GUIANEYA
GUIANEYA Gueorgui Martinov
Título original: GUIANEYA
Año de publicación: 1974
Editorial: Editorial Mir, Moscú
Colección: ---
Traducción: Justo Nogueira
Edición: 1974
Páginas: 388
ISBN:
Precio: Descatalogado
Comentarios de: Jorge Armando Romo

Después de que varios profesores y amigos me hablaran durante años de la calidad de la ciencia-ficción rusa, finalmente decidí acercarme a esta topándome con este librito. GUIANEYA, novela escrita por Gueorgui Martínov, ha sido mi primera aproximación. He de ser sincero: he quedado sumamente decepcionado. No digo que sea mala, pero a mí no me ha gustado nadita.

Una de las posibles causas de esto es que no es ciencia-ficción hard (o por momentos lo es y por momentos deja de serlo) Y es que no tiene las temáticas que tanto me gustan de los autores gringos, no tiene la forma y profundidad de los autores franceses ni tiene la erudición que tanto admiro de Lem. Pero insisto, cada cual tiene su propia opinión y puede que ustedes si la disfruten.
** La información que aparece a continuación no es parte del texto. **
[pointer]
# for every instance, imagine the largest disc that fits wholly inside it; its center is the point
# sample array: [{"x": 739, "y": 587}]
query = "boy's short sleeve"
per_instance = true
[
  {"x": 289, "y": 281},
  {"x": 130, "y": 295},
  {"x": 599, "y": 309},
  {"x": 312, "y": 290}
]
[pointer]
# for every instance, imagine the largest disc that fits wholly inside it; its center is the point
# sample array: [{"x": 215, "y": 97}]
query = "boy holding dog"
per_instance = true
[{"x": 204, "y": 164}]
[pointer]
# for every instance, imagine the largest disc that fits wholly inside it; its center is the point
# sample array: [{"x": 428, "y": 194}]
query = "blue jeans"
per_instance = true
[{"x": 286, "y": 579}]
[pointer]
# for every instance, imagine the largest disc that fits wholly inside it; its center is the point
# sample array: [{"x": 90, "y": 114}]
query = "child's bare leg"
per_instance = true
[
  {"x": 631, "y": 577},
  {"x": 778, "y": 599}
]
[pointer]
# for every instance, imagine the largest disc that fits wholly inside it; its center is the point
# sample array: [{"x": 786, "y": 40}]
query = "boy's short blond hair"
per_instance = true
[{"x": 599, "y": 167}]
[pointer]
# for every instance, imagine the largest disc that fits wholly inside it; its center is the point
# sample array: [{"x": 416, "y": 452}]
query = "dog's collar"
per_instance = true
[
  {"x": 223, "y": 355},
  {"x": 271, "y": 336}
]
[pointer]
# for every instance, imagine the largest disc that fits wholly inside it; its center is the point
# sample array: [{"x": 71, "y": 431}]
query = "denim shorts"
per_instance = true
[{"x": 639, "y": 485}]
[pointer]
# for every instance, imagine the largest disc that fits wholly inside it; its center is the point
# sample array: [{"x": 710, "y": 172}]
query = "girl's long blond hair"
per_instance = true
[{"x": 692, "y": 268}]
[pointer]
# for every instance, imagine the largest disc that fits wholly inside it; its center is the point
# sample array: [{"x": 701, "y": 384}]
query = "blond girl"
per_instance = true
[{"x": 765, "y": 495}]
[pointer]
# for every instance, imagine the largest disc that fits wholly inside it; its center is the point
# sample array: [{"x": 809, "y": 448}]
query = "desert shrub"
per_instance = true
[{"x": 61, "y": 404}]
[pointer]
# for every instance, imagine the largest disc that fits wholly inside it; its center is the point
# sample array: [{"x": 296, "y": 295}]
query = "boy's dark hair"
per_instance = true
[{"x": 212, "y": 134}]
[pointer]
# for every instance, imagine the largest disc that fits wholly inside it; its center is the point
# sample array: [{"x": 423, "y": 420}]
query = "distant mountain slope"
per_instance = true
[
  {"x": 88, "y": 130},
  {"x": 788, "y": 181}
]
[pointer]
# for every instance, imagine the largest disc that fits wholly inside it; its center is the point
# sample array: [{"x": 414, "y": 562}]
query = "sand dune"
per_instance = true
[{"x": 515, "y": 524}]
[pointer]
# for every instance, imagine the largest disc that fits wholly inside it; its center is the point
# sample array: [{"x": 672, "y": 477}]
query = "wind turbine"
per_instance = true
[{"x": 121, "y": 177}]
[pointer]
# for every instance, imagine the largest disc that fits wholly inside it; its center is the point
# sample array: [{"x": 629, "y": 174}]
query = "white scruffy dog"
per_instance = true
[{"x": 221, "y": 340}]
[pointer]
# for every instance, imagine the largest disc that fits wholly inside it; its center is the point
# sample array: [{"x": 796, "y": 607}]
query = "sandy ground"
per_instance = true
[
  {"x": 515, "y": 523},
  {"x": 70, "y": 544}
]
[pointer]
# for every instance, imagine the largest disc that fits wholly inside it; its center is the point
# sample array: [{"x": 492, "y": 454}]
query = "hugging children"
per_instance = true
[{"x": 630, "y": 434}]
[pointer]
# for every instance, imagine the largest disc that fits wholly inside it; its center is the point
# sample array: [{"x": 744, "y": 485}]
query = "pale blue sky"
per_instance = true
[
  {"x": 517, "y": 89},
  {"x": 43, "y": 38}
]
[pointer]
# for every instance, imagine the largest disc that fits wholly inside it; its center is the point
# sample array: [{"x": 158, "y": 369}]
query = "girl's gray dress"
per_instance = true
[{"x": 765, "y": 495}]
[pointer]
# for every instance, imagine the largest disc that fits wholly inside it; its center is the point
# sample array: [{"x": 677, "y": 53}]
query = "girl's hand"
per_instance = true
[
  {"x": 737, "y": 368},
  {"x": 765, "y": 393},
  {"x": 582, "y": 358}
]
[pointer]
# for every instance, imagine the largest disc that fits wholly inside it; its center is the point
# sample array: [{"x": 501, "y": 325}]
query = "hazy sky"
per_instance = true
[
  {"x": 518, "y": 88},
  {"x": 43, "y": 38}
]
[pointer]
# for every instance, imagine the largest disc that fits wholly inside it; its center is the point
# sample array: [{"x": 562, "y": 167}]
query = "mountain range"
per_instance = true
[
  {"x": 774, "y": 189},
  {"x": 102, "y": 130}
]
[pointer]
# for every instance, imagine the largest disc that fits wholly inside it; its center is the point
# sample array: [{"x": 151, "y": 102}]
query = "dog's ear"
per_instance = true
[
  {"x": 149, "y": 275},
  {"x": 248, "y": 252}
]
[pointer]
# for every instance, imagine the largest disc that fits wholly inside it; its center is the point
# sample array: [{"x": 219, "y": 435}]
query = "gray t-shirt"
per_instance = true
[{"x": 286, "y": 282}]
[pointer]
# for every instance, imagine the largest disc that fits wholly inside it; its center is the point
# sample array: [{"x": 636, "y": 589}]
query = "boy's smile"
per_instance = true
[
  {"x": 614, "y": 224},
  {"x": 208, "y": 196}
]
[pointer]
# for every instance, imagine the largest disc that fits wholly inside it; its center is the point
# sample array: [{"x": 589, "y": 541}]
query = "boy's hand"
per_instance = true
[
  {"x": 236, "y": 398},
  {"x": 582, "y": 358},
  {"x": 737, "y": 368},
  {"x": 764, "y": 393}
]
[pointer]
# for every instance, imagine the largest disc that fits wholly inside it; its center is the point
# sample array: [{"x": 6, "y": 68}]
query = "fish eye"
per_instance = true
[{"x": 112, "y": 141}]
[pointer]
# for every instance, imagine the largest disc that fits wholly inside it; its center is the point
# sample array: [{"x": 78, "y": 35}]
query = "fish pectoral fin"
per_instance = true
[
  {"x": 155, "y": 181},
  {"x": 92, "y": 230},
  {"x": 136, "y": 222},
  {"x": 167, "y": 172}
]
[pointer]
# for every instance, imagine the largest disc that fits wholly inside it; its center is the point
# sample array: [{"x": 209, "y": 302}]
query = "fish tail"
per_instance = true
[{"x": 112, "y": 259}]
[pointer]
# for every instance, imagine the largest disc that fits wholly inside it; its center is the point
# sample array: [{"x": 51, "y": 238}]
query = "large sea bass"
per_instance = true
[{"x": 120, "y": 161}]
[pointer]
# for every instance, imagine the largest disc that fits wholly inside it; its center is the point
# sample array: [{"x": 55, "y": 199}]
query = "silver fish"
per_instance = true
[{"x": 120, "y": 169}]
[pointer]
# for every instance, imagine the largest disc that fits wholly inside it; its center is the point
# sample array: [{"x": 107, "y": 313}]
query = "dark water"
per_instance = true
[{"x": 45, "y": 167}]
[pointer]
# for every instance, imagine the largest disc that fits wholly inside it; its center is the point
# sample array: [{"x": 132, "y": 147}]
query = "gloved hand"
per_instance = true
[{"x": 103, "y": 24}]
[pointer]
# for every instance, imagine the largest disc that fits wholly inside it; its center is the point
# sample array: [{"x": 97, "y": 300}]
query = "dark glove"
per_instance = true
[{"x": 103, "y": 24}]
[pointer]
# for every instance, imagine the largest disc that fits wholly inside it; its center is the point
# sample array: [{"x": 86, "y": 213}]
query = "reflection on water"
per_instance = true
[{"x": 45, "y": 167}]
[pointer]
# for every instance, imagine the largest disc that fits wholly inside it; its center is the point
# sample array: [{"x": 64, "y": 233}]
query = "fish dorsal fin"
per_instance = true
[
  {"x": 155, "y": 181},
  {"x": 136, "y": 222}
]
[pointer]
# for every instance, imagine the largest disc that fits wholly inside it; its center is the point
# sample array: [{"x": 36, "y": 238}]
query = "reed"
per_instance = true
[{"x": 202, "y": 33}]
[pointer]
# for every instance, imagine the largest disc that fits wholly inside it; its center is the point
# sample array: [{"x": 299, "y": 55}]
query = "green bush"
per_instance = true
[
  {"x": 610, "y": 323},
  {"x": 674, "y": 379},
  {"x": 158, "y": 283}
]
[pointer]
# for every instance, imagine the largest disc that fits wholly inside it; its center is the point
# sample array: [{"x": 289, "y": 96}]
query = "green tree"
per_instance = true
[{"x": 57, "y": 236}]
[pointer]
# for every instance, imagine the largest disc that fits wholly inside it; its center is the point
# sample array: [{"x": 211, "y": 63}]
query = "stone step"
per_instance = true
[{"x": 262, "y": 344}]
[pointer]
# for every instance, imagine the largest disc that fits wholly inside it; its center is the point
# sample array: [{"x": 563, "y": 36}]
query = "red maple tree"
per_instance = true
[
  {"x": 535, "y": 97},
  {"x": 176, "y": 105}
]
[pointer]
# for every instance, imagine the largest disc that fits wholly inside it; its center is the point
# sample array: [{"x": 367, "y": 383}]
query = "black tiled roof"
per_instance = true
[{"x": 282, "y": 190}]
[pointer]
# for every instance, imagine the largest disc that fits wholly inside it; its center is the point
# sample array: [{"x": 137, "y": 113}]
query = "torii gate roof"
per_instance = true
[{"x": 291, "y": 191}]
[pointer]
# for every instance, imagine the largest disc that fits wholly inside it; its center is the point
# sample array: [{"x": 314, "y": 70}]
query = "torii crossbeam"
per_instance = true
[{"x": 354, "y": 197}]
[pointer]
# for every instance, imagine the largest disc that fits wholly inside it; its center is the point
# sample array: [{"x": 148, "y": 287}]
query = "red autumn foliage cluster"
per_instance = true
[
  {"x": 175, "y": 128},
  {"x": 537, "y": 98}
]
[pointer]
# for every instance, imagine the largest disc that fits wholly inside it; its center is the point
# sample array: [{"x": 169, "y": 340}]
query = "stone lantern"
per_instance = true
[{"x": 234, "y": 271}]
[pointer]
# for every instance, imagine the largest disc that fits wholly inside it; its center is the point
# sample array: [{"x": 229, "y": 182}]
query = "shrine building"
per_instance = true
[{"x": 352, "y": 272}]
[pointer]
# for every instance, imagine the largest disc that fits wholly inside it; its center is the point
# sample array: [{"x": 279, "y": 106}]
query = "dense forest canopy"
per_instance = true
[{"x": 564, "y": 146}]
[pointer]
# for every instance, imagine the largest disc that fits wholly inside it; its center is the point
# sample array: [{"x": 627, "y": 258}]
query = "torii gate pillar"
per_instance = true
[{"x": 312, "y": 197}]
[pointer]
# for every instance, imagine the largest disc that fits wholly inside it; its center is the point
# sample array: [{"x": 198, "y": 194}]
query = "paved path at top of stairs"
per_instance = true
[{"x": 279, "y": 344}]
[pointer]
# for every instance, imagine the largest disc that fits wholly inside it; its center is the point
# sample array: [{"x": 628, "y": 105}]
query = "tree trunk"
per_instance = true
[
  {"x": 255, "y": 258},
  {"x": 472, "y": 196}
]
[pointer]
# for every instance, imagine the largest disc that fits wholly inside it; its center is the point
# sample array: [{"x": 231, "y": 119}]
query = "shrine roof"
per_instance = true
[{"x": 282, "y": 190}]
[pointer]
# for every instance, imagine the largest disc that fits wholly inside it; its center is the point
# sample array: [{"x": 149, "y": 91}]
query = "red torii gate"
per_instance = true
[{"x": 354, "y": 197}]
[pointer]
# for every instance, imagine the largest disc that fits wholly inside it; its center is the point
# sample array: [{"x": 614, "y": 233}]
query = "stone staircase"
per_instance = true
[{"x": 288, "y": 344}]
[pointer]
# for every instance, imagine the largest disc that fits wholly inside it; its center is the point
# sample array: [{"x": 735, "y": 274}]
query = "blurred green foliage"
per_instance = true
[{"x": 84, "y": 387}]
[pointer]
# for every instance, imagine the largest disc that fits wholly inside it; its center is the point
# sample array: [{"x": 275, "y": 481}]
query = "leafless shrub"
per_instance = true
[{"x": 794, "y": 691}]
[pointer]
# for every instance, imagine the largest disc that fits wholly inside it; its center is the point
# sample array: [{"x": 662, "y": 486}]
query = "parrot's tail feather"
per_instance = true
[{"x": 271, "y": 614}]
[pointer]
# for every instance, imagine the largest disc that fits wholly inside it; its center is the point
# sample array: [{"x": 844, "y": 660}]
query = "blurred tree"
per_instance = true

La historia comienza con el misterio de Guianeya. Es un ser (o una ser) de otro planeta similar a los seres humanos. Su piel es verdosa, tiene la belleza de las mujeres que bailan en uno de los carnavales de Brasil fusionada con cierta belleza europea y un toque ruso. Es misteriosa, inteligente, le gusta nadar desnuda frente a la cara de sorpresa de todos los hombres que rondan por el lugar, y es egocéntrica y hasta un poco racista (ella dice que todos son así en su planeta y que eso es normal) Su llegada es un verdadero misterio. No saben de donde viene y a regañadientes va despepitando cada uno de sus secretos.

Al mismo tiempo, los científicos descubren que dos satélites (como se les llama) de origen desconocido rondan cerca de la Tierra y que posiblemente son artefactos de origen extraterrestre que amenazan a toda la humanidad. A final de cuentas, la protagonista bella y sensual será la clave para resolver el enigma de estos aparatos.

Esa es básicamente la trama. Lo que en unas cincuenta páginas podría ser contado y resuelto sin más rodeos aunado a su carga de suspenso, es contado en casi cuatrocientas páginas. Una novela entera para darle vueltas y vueltas al asunto, dimes y diretes para que al final Guianeya pudiera decir: Les voy a contar uno de mis secretos... Ya se los voy a contar... ¡Ya casi se los cuento...! ¡¡¡Estoy a punto de contárselos...!!! No, mejor luego. Así nos trae el autor durante doscientas páginas. Los secretos de la bella alienígena tardarán un tiempo excesivo en salir a la luz.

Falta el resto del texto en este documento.